Typically, the sedative abuser will have strong, uncontrollable cravings for the drug and will be unsuccessful in their attempts to cut down on its use. Also, when a state of physical dependence is reached the addict will avoid reducing their use of the drug or stopping it all together due to the unpleasant withdrawal symptoms that occur.
One true sign that someone has reached a state of addiction to a sedative is their continued use of the drug despite all the problems that accompany it abuse. Interpersonally, they will avoid and withdraw from friends, family and activities and hobbies that were once pleasurable; they will have problems with their work or career, especially as sedatives impair the mind’s ability to focus on specific tasks and pay attention to details; they may endure legal and financial problems; and they can experience emotional turmoil from their inability to cease their use of sedatives. All these signs of addiction signal that the sedative abuser’s life is spiraling out of control and should be taken very seriously when recognized and identified.
If a person suddenly stops taking a sedative, a variety of physical problems can begin to occur almost immediately. Depending on the amount of time the addict has been abusing a sedative and the exact drug being abused, the body’s internal systems change drastically, leading to severe anxiety; tremors, nightmares; insomnia; decreased appetite; rapid pulse and breathing; dangerous abnormalities with their blood pressure; high fevers; and seizures. With sedatives designed to act quickly once taken—such as Xanax, Seconal and Quaalude—the symptoms that signal an addiction typically begin within 24 hours and reach their most severe point in approximately three days. And with longer acting sedatives, the most serious symptoms of withdrawal may not appear for more than a week.
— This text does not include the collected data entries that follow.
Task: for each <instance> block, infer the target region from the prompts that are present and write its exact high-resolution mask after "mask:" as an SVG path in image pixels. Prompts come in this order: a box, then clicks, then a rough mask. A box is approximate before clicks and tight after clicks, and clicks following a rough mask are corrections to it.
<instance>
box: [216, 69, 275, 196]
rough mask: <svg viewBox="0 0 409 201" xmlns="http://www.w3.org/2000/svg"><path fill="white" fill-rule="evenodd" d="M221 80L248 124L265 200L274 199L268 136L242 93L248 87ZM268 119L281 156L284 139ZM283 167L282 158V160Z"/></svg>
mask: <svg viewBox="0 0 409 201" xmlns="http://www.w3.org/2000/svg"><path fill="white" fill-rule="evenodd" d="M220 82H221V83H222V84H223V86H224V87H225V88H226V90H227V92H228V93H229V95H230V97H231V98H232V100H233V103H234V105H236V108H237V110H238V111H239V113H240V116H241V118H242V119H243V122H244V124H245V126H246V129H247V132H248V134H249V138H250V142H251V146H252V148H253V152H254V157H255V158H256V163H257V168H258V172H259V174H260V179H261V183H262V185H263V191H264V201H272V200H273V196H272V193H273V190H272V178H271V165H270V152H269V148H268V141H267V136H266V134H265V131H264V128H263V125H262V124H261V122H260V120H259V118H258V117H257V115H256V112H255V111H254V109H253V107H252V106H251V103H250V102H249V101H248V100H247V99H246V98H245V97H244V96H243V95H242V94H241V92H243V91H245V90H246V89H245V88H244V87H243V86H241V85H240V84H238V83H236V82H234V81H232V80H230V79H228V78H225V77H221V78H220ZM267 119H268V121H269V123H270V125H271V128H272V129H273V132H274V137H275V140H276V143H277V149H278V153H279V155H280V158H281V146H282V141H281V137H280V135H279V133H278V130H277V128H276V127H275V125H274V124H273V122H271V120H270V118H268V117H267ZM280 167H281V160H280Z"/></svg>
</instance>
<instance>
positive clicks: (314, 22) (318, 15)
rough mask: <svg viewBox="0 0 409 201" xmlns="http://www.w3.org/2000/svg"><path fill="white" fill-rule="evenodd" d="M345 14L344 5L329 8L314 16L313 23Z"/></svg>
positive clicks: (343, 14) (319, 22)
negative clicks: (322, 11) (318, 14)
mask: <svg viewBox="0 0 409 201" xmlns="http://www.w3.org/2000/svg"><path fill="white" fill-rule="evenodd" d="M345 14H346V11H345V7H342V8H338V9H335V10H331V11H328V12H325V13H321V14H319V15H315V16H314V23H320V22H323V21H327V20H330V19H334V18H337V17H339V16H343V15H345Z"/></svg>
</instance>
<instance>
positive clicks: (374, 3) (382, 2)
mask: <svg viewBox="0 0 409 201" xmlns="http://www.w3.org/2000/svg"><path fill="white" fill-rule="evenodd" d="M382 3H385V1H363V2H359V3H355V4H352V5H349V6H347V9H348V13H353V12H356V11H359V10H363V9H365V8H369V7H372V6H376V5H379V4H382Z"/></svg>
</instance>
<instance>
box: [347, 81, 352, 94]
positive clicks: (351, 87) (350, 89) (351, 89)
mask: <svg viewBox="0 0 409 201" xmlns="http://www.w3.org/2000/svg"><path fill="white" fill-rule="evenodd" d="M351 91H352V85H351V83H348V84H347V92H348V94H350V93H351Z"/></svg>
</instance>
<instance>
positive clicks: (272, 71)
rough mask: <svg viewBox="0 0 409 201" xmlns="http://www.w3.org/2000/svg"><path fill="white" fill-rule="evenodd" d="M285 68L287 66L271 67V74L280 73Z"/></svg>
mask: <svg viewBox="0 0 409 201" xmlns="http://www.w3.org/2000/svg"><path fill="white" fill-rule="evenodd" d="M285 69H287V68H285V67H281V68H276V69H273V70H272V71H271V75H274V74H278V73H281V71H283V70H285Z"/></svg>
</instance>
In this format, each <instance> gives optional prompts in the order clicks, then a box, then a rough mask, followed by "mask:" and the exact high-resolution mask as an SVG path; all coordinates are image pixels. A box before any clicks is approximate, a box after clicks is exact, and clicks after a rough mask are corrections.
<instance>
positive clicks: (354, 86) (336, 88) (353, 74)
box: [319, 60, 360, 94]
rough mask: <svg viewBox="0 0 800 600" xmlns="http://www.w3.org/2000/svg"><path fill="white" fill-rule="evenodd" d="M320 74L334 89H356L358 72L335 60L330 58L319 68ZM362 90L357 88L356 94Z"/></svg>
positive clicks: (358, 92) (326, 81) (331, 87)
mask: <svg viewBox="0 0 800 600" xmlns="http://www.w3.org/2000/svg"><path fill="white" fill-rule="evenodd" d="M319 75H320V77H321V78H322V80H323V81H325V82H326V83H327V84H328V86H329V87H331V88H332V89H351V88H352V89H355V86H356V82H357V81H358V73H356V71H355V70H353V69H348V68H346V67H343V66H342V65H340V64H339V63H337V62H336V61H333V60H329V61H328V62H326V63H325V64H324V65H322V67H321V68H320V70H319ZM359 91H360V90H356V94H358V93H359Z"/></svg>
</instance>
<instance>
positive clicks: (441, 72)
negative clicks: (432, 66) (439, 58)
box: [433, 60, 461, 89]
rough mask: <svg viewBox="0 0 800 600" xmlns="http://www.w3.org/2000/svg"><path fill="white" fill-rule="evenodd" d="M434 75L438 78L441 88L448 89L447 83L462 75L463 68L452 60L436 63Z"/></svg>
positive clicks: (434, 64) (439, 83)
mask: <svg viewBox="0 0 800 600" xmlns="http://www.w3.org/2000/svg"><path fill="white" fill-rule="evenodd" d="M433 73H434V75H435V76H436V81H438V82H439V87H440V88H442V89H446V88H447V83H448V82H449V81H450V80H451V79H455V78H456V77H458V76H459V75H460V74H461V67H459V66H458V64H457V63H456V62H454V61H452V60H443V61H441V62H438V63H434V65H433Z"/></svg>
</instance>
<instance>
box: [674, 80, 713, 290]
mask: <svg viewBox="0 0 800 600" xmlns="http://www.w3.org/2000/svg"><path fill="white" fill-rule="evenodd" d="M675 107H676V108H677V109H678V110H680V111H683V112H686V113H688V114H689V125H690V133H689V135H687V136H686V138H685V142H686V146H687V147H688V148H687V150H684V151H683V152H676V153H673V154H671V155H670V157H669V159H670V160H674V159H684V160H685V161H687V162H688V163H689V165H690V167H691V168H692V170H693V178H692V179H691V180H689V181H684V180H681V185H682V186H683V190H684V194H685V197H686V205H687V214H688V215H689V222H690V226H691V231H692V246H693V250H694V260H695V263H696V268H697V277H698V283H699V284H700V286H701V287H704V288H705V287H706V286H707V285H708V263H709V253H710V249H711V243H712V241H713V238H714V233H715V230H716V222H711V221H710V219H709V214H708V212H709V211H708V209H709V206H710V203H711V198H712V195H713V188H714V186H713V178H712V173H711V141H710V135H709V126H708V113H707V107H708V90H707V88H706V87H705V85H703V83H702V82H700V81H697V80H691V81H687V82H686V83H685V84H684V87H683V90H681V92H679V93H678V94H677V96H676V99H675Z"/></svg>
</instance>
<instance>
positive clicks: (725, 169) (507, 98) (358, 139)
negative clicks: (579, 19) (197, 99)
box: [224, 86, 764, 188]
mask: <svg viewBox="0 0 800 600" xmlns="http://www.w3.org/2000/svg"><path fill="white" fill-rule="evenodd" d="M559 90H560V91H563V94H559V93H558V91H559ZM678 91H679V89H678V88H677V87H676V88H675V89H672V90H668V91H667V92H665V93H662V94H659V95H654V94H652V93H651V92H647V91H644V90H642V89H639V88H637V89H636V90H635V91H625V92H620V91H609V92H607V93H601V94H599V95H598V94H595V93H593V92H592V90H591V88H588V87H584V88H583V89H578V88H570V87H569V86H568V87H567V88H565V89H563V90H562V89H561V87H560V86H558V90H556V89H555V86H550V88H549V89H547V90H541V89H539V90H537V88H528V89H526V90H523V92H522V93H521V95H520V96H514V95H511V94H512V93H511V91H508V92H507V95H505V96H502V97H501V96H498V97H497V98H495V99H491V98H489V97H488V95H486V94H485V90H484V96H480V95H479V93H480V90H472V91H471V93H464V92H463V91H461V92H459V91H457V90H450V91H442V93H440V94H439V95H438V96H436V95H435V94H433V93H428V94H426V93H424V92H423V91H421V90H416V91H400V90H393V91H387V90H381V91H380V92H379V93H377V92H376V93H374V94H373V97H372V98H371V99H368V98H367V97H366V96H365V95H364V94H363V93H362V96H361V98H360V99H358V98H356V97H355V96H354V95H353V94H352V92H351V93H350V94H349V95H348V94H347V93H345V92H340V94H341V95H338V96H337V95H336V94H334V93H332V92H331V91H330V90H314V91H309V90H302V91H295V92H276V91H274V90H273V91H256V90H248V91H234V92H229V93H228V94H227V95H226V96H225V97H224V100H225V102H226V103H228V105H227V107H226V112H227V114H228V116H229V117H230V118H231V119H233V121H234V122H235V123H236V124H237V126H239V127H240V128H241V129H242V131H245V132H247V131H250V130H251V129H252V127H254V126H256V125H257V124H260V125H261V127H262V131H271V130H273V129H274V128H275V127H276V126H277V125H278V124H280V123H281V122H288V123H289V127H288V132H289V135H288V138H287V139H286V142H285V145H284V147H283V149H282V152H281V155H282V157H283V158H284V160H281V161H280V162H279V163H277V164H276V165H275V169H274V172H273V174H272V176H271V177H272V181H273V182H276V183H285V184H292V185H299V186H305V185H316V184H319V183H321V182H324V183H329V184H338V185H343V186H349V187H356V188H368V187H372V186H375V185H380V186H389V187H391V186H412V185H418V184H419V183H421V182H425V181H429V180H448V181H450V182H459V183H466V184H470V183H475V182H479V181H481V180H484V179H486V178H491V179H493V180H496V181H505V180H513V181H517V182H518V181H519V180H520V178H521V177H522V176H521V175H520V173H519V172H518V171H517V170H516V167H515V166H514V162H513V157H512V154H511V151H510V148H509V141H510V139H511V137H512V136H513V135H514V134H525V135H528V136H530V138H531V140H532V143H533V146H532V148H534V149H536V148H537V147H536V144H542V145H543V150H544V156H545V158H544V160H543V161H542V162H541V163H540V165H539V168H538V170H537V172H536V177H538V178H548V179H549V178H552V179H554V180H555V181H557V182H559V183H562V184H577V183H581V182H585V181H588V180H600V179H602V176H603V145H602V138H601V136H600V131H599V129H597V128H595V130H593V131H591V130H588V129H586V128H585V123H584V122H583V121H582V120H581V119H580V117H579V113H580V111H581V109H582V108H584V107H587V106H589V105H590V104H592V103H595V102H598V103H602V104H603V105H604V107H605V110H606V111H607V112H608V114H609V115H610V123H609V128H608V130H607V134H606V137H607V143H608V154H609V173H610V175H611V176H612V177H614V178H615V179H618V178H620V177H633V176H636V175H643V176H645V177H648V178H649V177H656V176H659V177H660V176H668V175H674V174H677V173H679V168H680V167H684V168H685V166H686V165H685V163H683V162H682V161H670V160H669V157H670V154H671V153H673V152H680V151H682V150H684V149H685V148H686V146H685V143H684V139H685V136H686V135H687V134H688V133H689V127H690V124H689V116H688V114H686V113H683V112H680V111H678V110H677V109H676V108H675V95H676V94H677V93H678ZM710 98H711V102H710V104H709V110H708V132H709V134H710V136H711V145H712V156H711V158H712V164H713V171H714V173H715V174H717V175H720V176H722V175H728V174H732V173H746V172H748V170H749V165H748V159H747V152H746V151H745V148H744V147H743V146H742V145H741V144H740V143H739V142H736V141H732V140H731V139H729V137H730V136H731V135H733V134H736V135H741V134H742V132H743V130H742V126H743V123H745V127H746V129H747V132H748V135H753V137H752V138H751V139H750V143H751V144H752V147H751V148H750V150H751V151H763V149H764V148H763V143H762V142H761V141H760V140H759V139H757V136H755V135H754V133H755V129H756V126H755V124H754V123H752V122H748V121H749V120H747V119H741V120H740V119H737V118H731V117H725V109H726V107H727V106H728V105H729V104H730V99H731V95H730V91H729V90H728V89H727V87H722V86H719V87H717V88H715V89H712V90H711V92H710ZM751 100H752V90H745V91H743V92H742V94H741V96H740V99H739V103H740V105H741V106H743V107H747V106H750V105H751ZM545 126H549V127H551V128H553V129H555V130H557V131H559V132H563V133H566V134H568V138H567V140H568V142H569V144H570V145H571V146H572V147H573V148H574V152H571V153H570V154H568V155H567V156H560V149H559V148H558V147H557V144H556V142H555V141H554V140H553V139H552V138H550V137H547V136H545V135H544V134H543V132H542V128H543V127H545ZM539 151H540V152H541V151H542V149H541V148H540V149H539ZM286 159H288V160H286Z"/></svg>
With sedative abuse—more so than with the abuse of other drugs—the possibility of an overdose is extremely high, and in nearly all cases represents that a state of sedative addiction has been reached. The symptoms of an overdose can vary greatly: in the initial onset, the individual will display moderate impairment of the central nervous system in the form of impaired balance; extreme drowsiness or sleepiness; signs of amnesia; and slurred speech. Additionally, a state of delirium, hallucinations and anxiety and aggression can be seen in a sedative overdose.
In the case of a severe overdose, the individual most likely enters a deep coma and experiences profound respiratory problems, hypothermia, apnea (where breathing can stop) and cardiac arrest. And if an overdose was caused by the individual mixing sedatives with other drugs—such as alcohol or opioids—the physical consequences are compounded and can quickly become fatal.